Quand certain(ne)s Tunisien(ne)s disent que les dés sont pipés et appellent à boycotter le référendum du 25 juillet 2022 sur la nouvelle constitution proposée par le président Kaïs Saïed, on a de moins en moins d’arguments à leur opposer pour appeler les citoyens aux urnes. Et pour cause, l’opération tourne peu à peu à la mascarade…
Par Ridha Kefi
Les conditions optimales sont loin d’être réunies pour la tenue du référendum du 25 juillet 2022 sur la nouvelle constitution proposée par le président Kaïs Saïed. Et les raisons en sont multiples.
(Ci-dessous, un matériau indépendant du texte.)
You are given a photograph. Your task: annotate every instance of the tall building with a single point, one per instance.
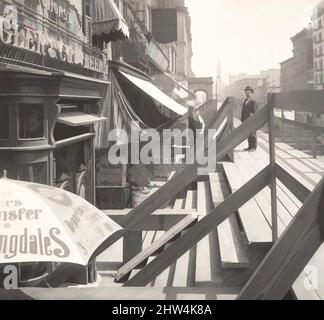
(168, 23)
(318, 41)
(297, 72)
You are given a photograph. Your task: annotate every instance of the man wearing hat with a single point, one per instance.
(249, 108)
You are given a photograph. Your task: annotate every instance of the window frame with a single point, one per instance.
(18, 105)
(9, 121)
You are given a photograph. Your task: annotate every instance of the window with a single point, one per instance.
(4, 121)
(31, 121)
(35, 172)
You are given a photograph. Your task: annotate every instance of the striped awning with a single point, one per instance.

Elles tiennent autant du contexte politique général moyennement tendu que des nombreux ratés déjà signalés dans les préparatifs techniques à ce rendez-vous.
D’abord, sur le plan politique, le référendum semble avoir été voulu par le président Saïed comme un plébiscite pour sa personne. Aussi a-t-il tout mis en œuvre pour qu’il n’y ait, au final, qu’une seule issue possible : un «oui» retentissant qui lui permettrait de «rafraîchir» sa popularité quelque peu ternie ces derniers temps, en raison de son bilan très mitigé deux ans et demi après son accession au pouvoir.
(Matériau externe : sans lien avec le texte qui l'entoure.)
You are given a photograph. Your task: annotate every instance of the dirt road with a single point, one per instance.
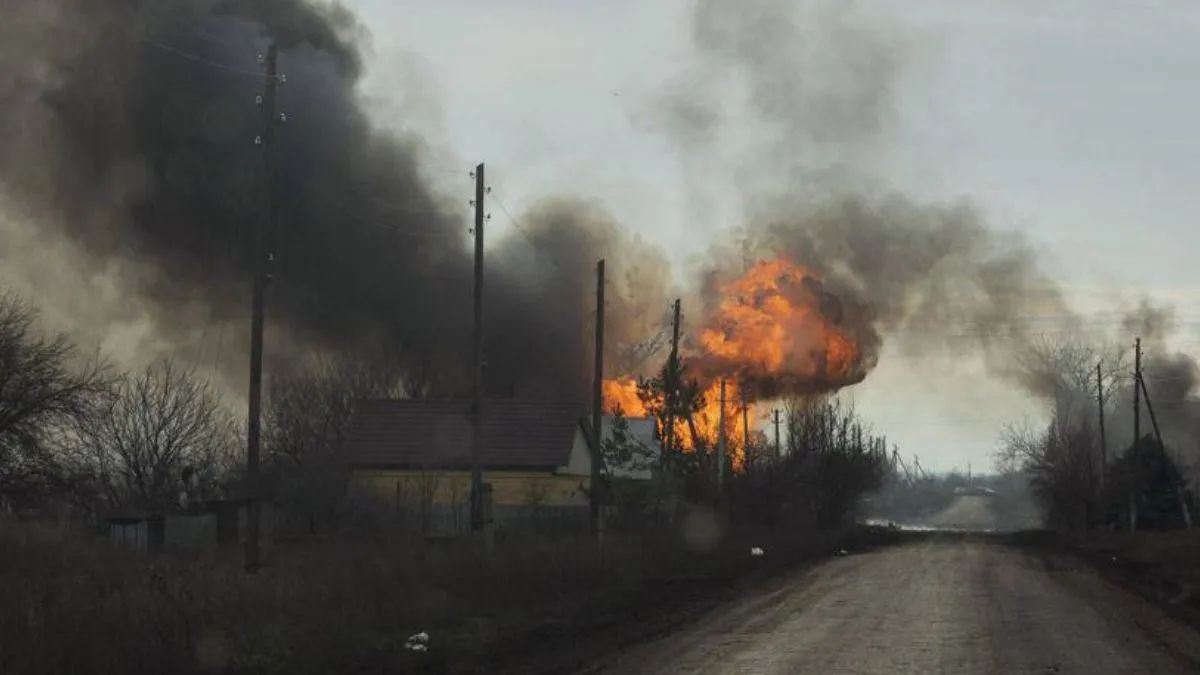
(945, 604)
Une commission électorale aux ordres
C’est ainsi qu’il a commencé par «réformer» l’Instance supérieure indépendante pour les élections (Isie), en désignant lui-même par décret présidentiel tous ses membres, ce qui ne saurait être une garantie d’indépendance, d’autant qu’à chaque fois qu’il fait face à un problème, le président de l’Instance, Fouad Bouasker, demande audience au chef de l’Etat et va prendre ses instructions.
Pour ne rien arranger, des divergences sont apparues entre les membres du conseil de l’Instance sur la gestion de certains aspects de l’opération électorale, et notamment celui relatif à l’inscription des nouveaux électeurs sur les listes électorales, qui a donné lieu à des accusations mutuelles entre Farouk Bouasker et Sami Ben Slama, qui brigue la présidence de l’Instance et le crie sur tous les toits.
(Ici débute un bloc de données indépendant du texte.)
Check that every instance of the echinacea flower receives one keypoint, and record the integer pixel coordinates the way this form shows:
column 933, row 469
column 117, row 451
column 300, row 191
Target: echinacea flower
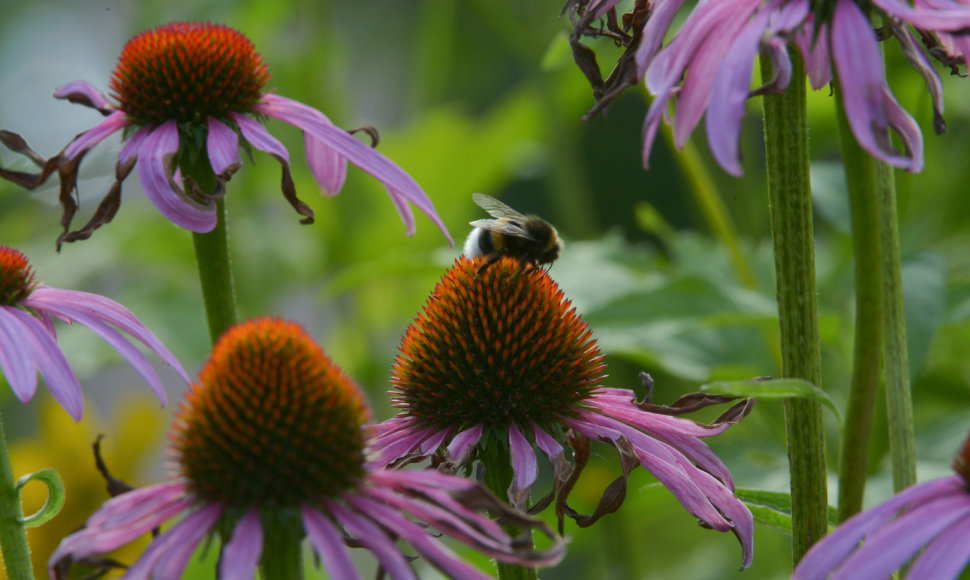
column 186, row 93
column 499, row 360
column 28, row 342
column 270, row 443
column 707, row 66
column 924, row 530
Aussi, une sorte de rivalité a-t-elle fini par s’installer entre tous les membres du conseil et, dans cette guerre intestine, le principal argument agité par les différents protagonistes, c’est à qui sert le mieux et le plus les intérêts du président de la république. Et cela, on l’imagine, jette une ombre lourde sur toute l’opération et décrédibilise, par avance, des résultats que tout le monde, y compris les opposants à M. Saïed, imagine conformes aux desideratas de ce dernier.
Par conséquent, et à deux semaines de la consultation, les Tunisien(ne)s ne se font pas d’illusion sur ses résultats, qui leur semblent, pro et anti-Saïed réunis, connus d’avance, car dûment programmés.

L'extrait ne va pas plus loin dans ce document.